Kate Yurgil, Assistant Professor of Psychology, pursues multidisciplinary research that integrates measures of human behavior, cognition, and neurophysiology. Her most recent work, to be funded through a Department of Defense Congressionally Directed Medical Research (CDMR) Program Neurosensory and Rehabilitation Research Award, focuses on tinnitus (i.e. ringing of the ears) and hearing loss in relation to blast injuries, which have been deemed the signature wounds of the recent wars in Iraq and Afghanistan. An estimated 12-23% of returning service members attest to a traumatic brain injury, and among those exposed to explosions, up to 77% sustain permanent hearing loss and 60-75% report tinnitus.
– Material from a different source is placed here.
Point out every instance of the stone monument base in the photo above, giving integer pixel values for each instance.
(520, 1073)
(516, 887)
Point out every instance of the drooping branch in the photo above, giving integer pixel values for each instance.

Dr. Yurgil will collaborate with Dr. Dewleen Baker, Research Director at Veterans Affairs Center of Excellence for Stress and Mental Health in San Diego, CA and Professor of Psychiatry at University of California San Diego, the PI, who directs multiple research programs on post-traumatic stress disorder and traumatic brain injury. Drs. Yurgil and Baker, together with a team of physicians, scientists, and clinicians, integrate biological, physiological, psycho-social, and neuroimaging techniques to investigate predictors of mental health risk and resilience in service members deployed to combat zones.